Prof. Rido Busse, der den Plagiarius 1977 als betroffener Designer ins Leben rief, erklärt die Intention des Preises wie folgt: „Die Verleihung ist natürlich nicht gleichzusetzen mit einem gerichtlichen Beschluss - der Plagiarius kann und will nicht Recht sprechen, sondern die Öffentlichkeit auf Unrecht aufmerksam machen.“ Es geht der Aktion Plagiarius auch nicht darum, so genannte Me-too-Produkte zu verurteilen. Diese folgen einem aktuellen Trend, differenzieren sich jedoch ausreichend vom Original, das als Erstes am Markt war, und sorgen so für einen lebendigen Wettbewerb. Im Fokus stehen vielmehr plumpe 1:1 Kopien innovativer Produkte, die vom Nachahmer als eigene kreative Leistung verkauft werden.

Das Plagiat – oft mehr Schein als Sein
Skrupellos übernehmen die Plagiatoren Design und technische Lösungen eines erfolgreichen Produktes, ohne es individuell abzuwandeln oder weiter zu entwickeln. Je nach Komplexität des Produktes überschwemmen die teils minderwertigen oder auch gefährlichen Kopien den Markt bereits wenige Tage, Wochen oder Monate nach Erstveröffentlichung des Originals. Fairer Wettbewerb sieht anders aus. Denn der Originalhersteller hat ein Vielfaches an Zeit und Know-how investiert, um ein innovatives und hochwertiges Produkt zu entwickeln. Er ist in Vorleistung gegangen und muss nun - um Arbeitsplätze und weitere Innovationen zu sichern - die getätigten Investitionen durch einen entsprechenden Markterfolg wieder erwirtschaften. Als verantwortungsbewusster Produzent legt er viel Wert auf Sicherheit und hält sein mit der Marke kommuniziertes Qualitätsversprechen ein. Regelmäßige Kontrollen und Gewährleistung sind für ihn selbstverständlich. Der Plagiator hingegen ist auf schnellen Profit aus. Die verwendeten Materialien und die Verarbeitung beim Plagiat sind häufig minderwertig, das zeigen auch einige der aktuellen Preisträger-Produkte sehr deutlich. Kostenintensive Sicherheitskontrollen könnten den Gewinn des Nachahmers schmälern und stehen so in Diskrepanz zu seinen Zielen. Garantie- und Serviceleistungen sind im Preis, der zwischen 10 und 90 % des Originalpreises schwankt, ebenfalls nicht inbegriffen.

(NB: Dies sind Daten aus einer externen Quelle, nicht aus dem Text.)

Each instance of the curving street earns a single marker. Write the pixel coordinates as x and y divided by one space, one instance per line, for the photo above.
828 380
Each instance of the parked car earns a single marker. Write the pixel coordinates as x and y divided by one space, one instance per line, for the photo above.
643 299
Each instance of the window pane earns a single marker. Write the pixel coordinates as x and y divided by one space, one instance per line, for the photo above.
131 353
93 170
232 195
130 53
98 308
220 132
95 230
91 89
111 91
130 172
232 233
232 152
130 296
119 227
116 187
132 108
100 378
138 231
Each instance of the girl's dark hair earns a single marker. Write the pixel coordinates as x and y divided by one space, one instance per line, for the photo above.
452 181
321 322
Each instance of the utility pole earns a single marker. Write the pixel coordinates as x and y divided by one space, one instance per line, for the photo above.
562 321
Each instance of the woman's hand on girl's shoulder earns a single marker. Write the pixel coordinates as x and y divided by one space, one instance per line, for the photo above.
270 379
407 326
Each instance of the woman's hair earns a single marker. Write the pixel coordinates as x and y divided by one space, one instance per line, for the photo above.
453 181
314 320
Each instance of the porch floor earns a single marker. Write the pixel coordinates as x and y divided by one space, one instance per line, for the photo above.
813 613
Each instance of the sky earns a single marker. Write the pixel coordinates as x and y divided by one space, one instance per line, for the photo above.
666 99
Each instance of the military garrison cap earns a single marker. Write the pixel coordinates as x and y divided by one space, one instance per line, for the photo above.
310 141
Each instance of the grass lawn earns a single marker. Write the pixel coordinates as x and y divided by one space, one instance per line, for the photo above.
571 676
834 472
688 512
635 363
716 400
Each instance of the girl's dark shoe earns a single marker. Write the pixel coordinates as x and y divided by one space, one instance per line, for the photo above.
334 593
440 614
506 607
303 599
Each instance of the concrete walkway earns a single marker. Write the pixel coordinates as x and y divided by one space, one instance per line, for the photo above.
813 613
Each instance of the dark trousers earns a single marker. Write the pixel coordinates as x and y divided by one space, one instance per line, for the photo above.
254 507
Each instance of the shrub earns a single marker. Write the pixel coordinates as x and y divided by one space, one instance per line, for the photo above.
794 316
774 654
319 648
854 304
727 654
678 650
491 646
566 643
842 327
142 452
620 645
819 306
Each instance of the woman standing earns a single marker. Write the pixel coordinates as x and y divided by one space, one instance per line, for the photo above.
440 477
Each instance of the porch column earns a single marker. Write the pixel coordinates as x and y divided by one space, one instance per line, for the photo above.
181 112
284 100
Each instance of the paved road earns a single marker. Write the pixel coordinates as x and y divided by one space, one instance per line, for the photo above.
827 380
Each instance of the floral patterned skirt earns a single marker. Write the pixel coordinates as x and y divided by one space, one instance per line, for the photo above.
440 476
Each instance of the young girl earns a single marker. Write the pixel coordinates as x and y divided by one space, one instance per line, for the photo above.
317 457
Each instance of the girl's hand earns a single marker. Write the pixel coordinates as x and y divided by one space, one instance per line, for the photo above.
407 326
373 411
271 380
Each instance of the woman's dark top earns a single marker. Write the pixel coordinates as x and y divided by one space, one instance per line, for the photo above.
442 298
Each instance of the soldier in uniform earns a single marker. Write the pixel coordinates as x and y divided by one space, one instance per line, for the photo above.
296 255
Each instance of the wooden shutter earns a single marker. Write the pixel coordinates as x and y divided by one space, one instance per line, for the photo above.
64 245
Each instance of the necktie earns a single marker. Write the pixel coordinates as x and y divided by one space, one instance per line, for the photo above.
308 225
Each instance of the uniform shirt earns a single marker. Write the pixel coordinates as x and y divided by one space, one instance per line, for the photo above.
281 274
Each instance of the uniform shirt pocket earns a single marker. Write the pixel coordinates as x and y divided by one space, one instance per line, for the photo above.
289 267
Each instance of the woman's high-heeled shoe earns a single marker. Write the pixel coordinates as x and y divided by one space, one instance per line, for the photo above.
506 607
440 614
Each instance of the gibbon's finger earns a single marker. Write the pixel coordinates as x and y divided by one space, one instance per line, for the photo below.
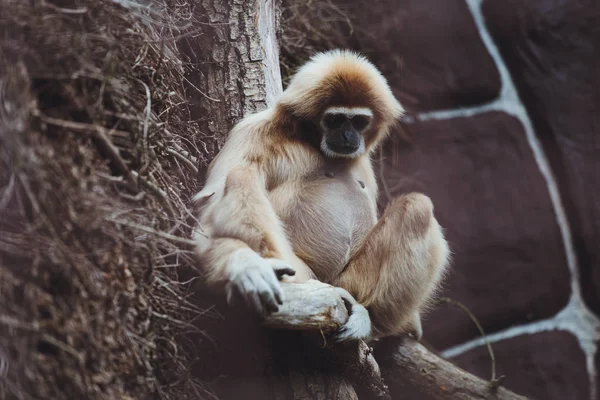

Explosionsartiges Wachstum – Zahlen und Fakten
Auch wenn die Zahlen, die im Zusammenhang mit Produkt- und Markenpiraterie veröffentlicht werden, nur Schätzungen sein können und je nach Quelle, auf die man sich bezieht, abweichen. Unbestritten ist, dass Plagiate, Fälschungen und Raubkopien jährlich weltweit einen volkswirtschaftlicher Schaden anrichten, der mehrere Hundert Milliarden (!) Euro beträgt und dass mehrere hunderttausend Arbeitsplätze vernichtet werden. Über den Status „Kavaliersdelikt“ ist man bei Weitem hinaus. Dies bestätigen auch die jährlich von der EU-Kommission veröffentlichten Zollstatistiken. Danach wurden 2006 an den EU-Außengrenzen vom Zoll mehr als 250 Millionen gefälschte Artikel beschlagnahmt (Vergleich 2005: 75 Millionen). Allein der deutsche Zoll beschlagnahmte 2006 gefälschte Waren im Wert von 1,2 Milliarden (!) Euro – damit hat sich der Wert gegenüber 2005 fast verfünffacht.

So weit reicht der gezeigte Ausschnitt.